Orion 08/05/2026 10:33 10 min de lecture

On voit souvent des auto-entrepreneurs investir dans un bureau design, des cartes de visite épurées ou un site web soigné - des signes extérieurs de professionnalisme compréhensibles. Pourtant, derrière cette image, un levier clé reste trop souvent ignoré : la structure fiscale. Or, c’est précisément ce socle administratif qui détermine en grande partie la rentabilité et la sérénité d’une activité. La franchise en base de TVA, bien qu’elle paraisse simple, peut devenir un piège si l’on ne comprend pas ses mécanismes.

Comprendre les bases du régime d'exonération

Le principe de la facturation hors taxes

La franchise en base de TVA, prévue à l’article 293 B du CGI, permet à l’auto-entrepreneur de ne pas facturer la TVA à ses clients, ni de la déclarer ou la reverser à l’administration. Ce régime s’applique automatiquement dès le début de l’activité, tant que les seuils de chiffre d’affaires sont respectés. En clair, vos prix sont affichés hors taxes, ce qui vous donne un avantage concurrentiel certain, notamment face à des clients particuliers sensibles au prix final.

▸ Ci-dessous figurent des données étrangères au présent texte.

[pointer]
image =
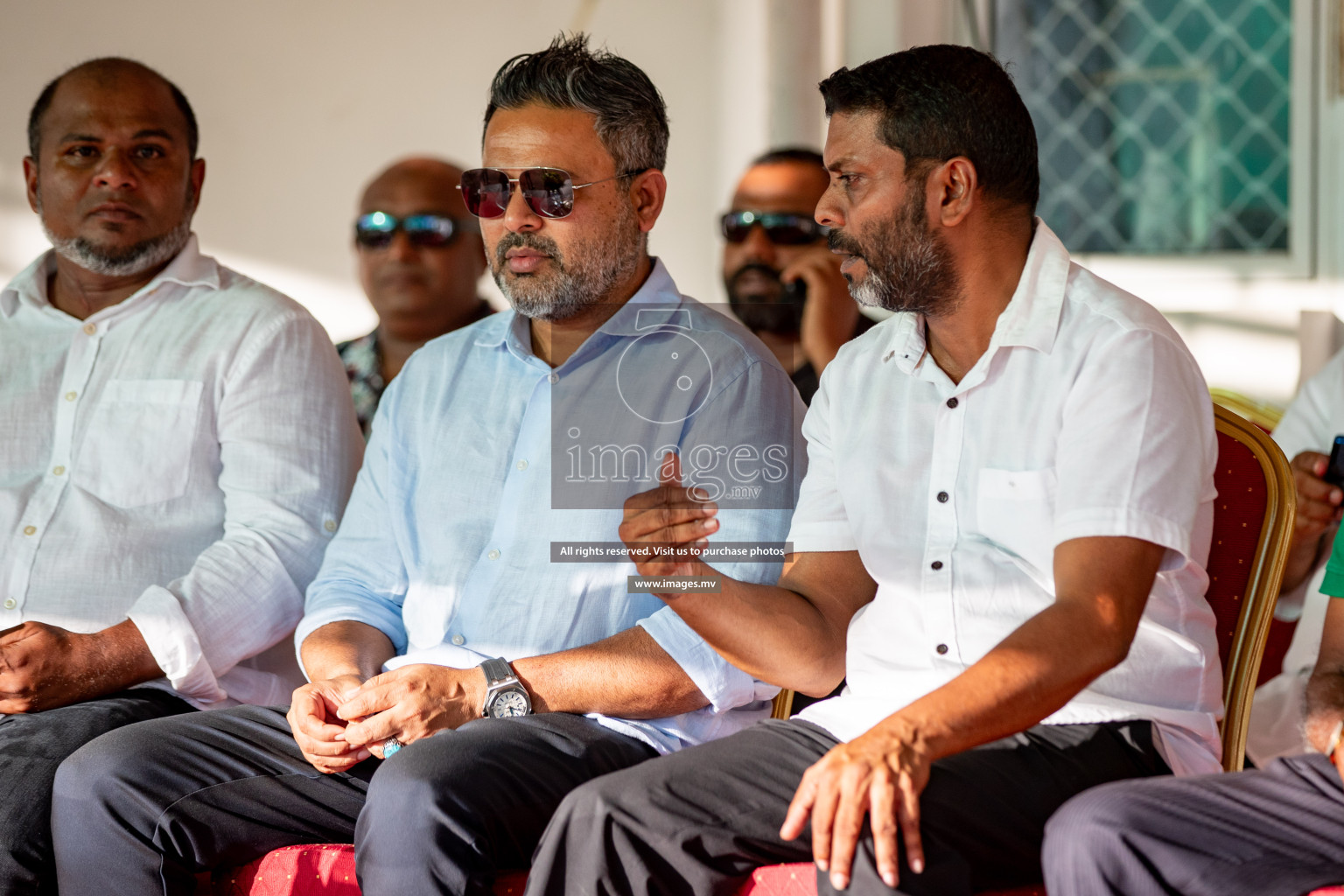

Cependant, cette simplicité a un prix : vous ne pouvez pas déduire la TVA sur vos achats professionnels (matériel, logiciels, véhicules, etc.). Cela pèse directement sur vos coûts. De plus, chaque facture doit impérativement porter la mention légale : « TVA non applicable, article 293 B du CGI ». Oublier cette phrase expose à une amende pouvant atteindre 5 % du montant indûment perçu - une erreur coûteuse mais facile à éviter.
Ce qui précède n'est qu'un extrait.